“So, what’s next?”
The question that cannot be answered.
I don’t know what’s next. I wish people would stop asking me.
My recently completed degree, I have discovered, is nothing more than a stepping stone; a thing that will enable me to achieve greater and more substantive things. A Career. Bad news for a girl who shudders at the words graduate programme,vibrant and self-starter.
I know that someone is coming at education from a wildly different angle to mine when they ask: “Oh, International Relations. What can you do with that?” As if it were a bionic arm. In fact I studied International Relations not because, as some will immediately assume, I desire to become a diplomat. Nor did I become involved in any extra-curricular activities because, as many have commented, they “look good on your CV.”
No, I made my academic choices based on a commitment to understand inequality, a naïve desire to do good in the world, and a significant element of narcissistic self-reflexive interrogation. “I am an international relation!” I rather embarrassingly wrote in my UCAS statement. My two dissertations – the culmination of nearly three years of study – were essentially attempts to grapple with the contradictions of my own identity. (The first being an investigation into being Liberal and being Muslim; the second being ostensibly an examination of the power relationships implicit in travel from rich countries to poor, which ended up being an examination of my own personal crisis, or, How to be half English and half Malay, half rich and half poor, half guilty and half innocent.)
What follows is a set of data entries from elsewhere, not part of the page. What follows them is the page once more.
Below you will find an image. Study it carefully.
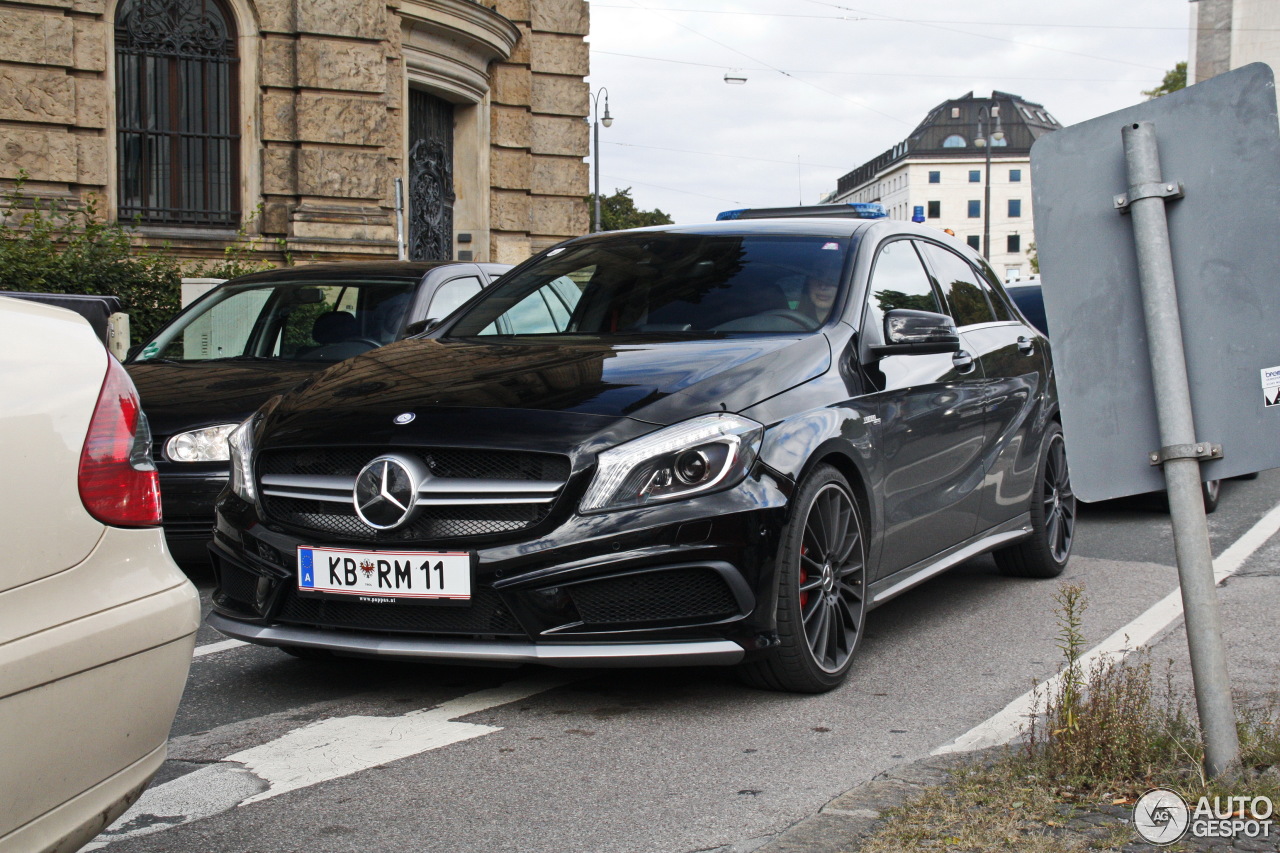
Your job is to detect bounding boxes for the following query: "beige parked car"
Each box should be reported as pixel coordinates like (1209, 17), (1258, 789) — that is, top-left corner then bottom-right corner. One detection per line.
(0, 297), (200, 853)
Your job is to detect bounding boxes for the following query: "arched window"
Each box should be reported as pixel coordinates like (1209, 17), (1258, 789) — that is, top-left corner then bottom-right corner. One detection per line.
(942, 134), (967, 148)
(116, 0), (239, 226)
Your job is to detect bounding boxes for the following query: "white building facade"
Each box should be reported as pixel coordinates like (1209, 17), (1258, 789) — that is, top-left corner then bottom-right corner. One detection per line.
(1188, 0), (1280, 83)
(827, 91), (1062, 283)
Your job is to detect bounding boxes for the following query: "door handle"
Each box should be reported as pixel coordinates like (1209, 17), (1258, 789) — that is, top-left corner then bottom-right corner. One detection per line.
(1017, 335), (1034, 356)
(952, 350), (975, 373)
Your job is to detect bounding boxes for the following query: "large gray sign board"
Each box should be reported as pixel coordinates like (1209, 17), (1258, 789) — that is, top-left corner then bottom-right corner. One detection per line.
(1031, 62), (1280, 502)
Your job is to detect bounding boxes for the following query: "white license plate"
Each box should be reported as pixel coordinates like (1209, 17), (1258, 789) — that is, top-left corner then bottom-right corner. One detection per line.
(297, 546), (471, 604)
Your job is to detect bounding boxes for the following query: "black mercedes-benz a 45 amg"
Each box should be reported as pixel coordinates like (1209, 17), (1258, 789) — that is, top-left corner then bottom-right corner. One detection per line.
(208, 208), (1075, 692)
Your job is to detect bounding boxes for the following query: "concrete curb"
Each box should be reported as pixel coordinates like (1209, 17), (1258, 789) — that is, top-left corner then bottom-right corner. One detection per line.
(716, 749), (1000, 853)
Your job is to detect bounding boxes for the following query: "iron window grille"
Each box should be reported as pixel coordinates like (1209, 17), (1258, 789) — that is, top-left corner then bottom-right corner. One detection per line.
(116, 0), (240, 227)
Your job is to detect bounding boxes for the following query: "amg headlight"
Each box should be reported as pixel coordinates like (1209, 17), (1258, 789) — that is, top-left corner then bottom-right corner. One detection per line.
(165, 423), (238, 462)
(227, 396), (281, 504)
(580, 413), (763, 513)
“So, what’s next?” Implicit in the question, of course, is the notion that each of our individual lives is a trajectory with its own telos. I am heading somewhere. In order to get there I must accumulate skills and qualifications to then list on my CV; a document that is really nothing more than a brochure with which I can sell myself to prospective employers.
“So, what’s next?” smacks of an underlying careerism that is not new, but certainly appears more potent at present than it was in the past. I see it as part of a broader trend towards the neoliberalisation of educational institutions and, concomitantly, of our understanding of education’s place in society. The development of universities, increasingly a process directed by those at the managerial level, has begun to take a more sinister turn. Resources are poured into income-generating departments (i.e. those that attract the most international students) at the expense of less profitable ones; and research becomes subject to a competitive logic that diminishes both academic autonomy and teaching quality.
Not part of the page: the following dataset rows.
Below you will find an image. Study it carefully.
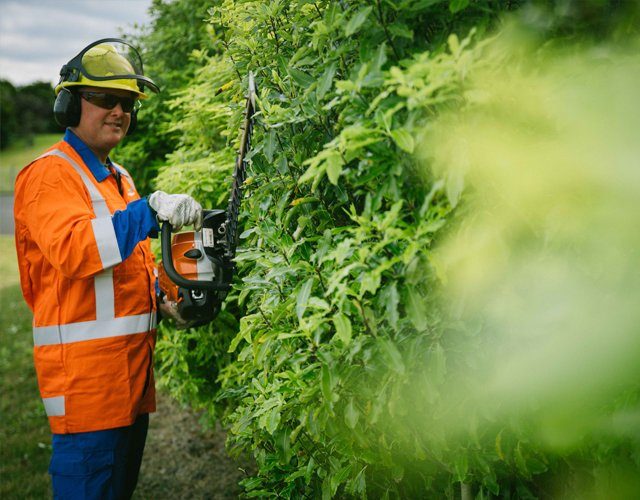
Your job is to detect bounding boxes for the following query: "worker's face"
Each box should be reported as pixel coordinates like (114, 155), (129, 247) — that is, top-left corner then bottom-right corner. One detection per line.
(72, 86), (136, 158)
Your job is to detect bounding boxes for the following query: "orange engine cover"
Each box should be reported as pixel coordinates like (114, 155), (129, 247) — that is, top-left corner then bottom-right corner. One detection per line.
(158, 231), (216, 302)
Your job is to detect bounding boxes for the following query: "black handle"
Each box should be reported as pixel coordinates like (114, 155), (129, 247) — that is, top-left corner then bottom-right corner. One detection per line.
(160, 222), (231, 291)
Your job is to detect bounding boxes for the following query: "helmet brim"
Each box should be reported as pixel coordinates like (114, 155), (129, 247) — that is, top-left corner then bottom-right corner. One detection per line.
(55, 80), (150, 99)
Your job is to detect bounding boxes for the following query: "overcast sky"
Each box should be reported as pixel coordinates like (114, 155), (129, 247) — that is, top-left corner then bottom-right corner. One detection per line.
(0, 0), (153, 87)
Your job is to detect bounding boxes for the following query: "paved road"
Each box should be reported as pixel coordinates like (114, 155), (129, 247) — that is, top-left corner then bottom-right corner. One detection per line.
(1, 194), (14, 235)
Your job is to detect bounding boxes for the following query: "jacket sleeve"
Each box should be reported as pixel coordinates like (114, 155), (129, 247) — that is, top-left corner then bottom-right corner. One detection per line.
(19, 158), (122, 280)
(111, 198), (160, 261)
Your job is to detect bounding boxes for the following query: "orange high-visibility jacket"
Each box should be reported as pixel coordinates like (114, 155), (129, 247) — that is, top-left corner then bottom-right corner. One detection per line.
(14, 139), (157, 434)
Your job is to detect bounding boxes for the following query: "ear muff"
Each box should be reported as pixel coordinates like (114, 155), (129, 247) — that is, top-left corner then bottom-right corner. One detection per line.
(53, 88), (81, 127)
(126, 108), (137, 136)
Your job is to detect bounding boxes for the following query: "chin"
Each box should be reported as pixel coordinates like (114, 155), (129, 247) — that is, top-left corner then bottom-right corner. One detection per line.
(104, 130), (126, 146)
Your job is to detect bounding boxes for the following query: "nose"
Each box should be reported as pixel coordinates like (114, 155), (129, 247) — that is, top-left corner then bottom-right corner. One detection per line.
(111, 102), (125, 114)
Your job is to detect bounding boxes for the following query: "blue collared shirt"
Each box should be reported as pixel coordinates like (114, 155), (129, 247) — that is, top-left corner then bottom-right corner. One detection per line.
(63, 129), (159, 261)
(64, 128), (113, 181)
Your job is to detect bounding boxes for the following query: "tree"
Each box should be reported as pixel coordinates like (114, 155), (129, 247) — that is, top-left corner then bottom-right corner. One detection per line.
(0, 80), (59, 150)
(1, 80), (18, 149)
(115, 0), (217, 193)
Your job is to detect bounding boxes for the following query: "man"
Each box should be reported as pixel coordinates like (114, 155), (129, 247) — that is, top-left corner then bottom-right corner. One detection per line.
(13, 38), (198, 499)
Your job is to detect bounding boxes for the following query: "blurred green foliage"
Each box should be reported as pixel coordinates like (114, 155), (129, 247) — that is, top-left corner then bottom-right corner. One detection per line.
(0, 80), (60, 150)
(421, 28), (640, 497)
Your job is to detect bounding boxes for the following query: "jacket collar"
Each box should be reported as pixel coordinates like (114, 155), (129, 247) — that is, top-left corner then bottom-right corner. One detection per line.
(63, 128), (114, 182)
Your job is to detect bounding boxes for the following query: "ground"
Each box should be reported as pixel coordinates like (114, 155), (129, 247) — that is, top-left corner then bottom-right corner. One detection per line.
(136, 391), (255, 499)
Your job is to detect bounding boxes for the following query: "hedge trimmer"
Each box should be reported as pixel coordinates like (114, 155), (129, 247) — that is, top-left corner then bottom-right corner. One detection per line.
(158, 73), (257, 327)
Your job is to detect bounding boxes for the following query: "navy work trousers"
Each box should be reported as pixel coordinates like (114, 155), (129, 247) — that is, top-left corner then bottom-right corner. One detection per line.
(49, 414), (149, 500)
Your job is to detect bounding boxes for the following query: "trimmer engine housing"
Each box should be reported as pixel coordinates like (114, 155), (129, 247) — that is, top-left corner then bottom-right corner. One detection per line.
(158, 210), (233, 327)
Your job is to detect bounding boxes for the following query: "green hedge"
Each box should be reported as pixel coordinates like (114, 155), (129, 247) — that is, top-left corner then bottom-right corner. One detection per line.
(125, 0), (640, 497)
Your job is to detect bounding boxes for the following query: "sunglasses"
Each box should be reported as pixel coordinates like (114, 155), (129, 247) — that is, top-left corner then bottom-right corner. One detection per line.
(79, 91), (137, 113)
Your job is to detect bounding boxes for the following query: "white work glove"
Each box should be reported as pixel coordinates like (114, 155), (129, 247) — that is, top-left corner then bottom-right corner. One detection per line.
(158, 296), (192, 330)
(148, 190), (203, 231)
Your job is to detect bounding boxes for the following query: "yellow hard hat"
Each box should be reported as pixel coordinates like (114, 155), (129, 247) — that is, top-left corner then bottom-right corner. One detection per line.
(55, 38), (159, 99)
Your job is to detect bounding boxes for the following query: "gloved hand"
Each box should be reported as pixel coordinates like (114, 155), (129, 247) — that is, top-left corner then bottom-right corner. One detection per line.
(158, 296), (192, 330)
(148, 191), (203, 231)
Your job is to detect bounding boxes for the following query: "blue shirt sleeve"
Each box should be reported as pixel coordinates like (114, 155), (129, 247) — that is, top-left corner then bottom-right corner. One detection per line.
(111, 198), (160, 260)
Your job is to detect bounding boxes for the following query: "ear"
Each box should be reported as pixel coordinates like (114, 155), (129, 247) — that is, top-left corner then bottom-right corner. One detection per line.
(53, 88), (81, 127)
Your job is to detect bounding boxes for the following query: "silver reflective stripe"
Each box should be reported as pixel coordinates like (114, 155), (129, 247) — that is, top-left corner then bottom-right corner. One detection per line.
(94, 269), (115, 321)
(32, 153), (155, 345)
(40, 150), (111, 217)
(43, 396), (65, 417)
(33, 313), (154, 346)
(40, 150), (121, 267)
(38, 150), (120, 325)
(91, 217), (121, 269)
(150, 312), (157, 331)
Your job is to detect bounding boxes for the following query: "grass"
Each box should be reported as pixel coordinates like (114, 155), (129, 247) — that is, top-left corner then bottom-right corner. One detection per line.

At the level of individual students, tuition fees are recast as a reasonable ‘investment’ in one’s future, redefining education in the process. No longer a pursuit inspired by the noble spirit of academic enquiry; education is now understood in instrumentalist terms according to a logic of competition and profit. What will give the best returns on my original investment? Which degree is the most employable? Which will provide me with the most marketable skills?
“So, what’s next?”
I don’t know. And I’m keeping it that way.